Here is the summary for the second data set.
summary(d_eg_2)
## By genotype:
## mind nextd selfd mean sd best
## 84 0.0400 0.3214 0.6786 0.6305 0.12181 31
## 31 0.1667 0.2667 0.6296 0.5887 0.11400 84
## 68 0.1000 0.4074 0.6207 0.6038 0.11164 65
## 65 0.1429 0.3793 0.6552 0.6634 0.11651 68
## 66 0.1111 0.3793 0.4444 0.6225 0.10876 44
## 44 0.2222 0.2500 0.5556 0.5948 0.11171 66
## 52 0.3929 0.4286 NA 0.6509 0.09171 50
## 64 0.4138 0.4138 NA 0.6591 0.11189 4:92
##
## By phenotype:
## mind nextd selfd mean sd best
## 31 0.0400 0.2800 0.6296 0.6205 0.1260 84
## 84 0.1667 0.3448 0.6786 0.6010 0.1003 31
## 65 0.1000 0.3448 0.6552 0.6014 0.1161 68
## 68 0.1429 0.3929 0.6207 0.6652 0.1175 65
## 44 0.1111 0.2857 0.5556 0.6350 0.1130 66
## 66 0.2222 0.3704 0.4444 0.6123 0.1161 44
Between the genotype data and the second expression data set, we see three mix-ups: (31,84), (65,68), and (44,66). Recall that (44,66) was a mix-up between expr1 and expr2.
The 4:92
in the last row in the top table indicates that there was a tie in which expression arrays were closest, in terms of proportion of mismatches between observed and predicted eQTL genotypes. (Note that mind
and nextd
are the same in this case.)
The function combinedist()
can be used to combine the two sets of distances, useful for the cases where the problem is in the genotype data, as with more genotype:phenotype comparisons, there will be greater separation, in terms of proportion mismatches, between the correct and incorrect pairs.
d_eg <- combinedist(d_eg_1, d_eg_2)
summary(d_eg)
## By row:
## mind nextd selfd mean sd best
## 84 0.04273 0.2694 0.7089 0.6273 0.1231 31
## 31 0.14333 0.2583 0.6065 0.5990 0.1143 84
## 68 0.11000 0.3776 0.6303 0.6030 0.1119 65
## 65 0.13393 0.3201 0.6401 0.6520 0.1243 68
## 44 0.25000 0.3727 0.4082 0.6045 0.1028 48
## 92 0.34483 0.4099 0.4099 0.6149 0.1037 36
##
## By col:
## mind nextd selfd mean sd best
## 31 0.04273 0.2487 0.6065 0.6152 0.12564 84
## 84 0.14333 0.3463 0.7089 0.6107 0.10668 31
## 65 0.11000 0.2974 0.6401 0.6010 0.11915 68
## 68 0.13393 0.3423 0.6303 0.6632 0.12495 65
## 44 0.30556 0.4082 0.4082 0.6369 0.08626 66
The cases with mix-ups in one or the other expression data set become a bit muddled, but the two mix-ups in the genotype data, (31,84) and (65,68), remain clear.
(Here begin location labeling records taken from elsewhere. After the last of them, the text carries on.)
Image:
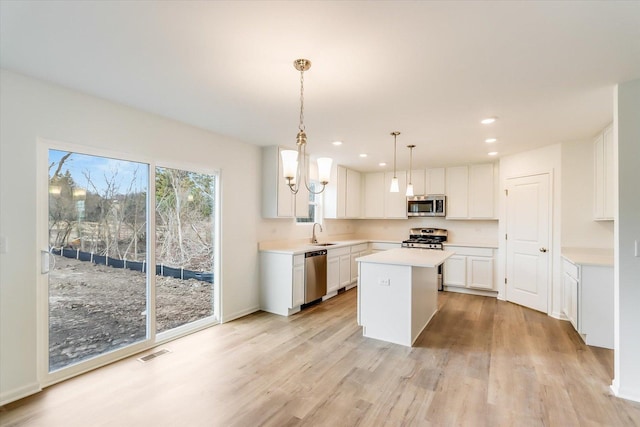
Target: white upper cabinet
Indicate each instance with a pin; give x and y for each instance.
(353, 195)
(418, 181)
(395, 204)
(373, 195)
(379, 202)
(482, 191)
(435, 181)
(343, 193)
(457, 192)
(277, 199)
(604, 175)
(471, 191)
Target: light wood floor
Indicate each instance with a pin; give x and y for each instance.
(481, 362)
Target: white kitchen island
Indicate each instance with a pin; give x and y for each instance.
(398, 293)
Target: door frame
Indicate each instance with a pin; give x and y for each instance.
(553, 239)
(46, 378)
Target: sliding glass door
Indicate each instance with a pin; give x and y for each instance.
(97, 294)
(125, 271)
(185, 247)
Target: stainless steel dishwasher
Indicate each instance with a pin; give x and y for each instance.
(315, 275)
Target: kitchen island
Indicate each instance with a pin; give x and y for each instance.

The (24,92) samples were mixed-up between the two expression data sets and between the first expression data set and the genotypes. We conclude that the mix-up was likely in the first expression data set.
Similarly, (44,66) were mixed-up between the two expression data sets and between the second expression data set and the genotypes. We conclude that the mix-up was likely in the second expression data set.
Finally, in the genotype data, (31,84) were swapped, as were (65,68). That these were concordant between the two expression data sets leads us to conclude that the error was in the genotypes.
There was also that duplicate in the first expression data set: sample 48 was a duplicate of sample 76.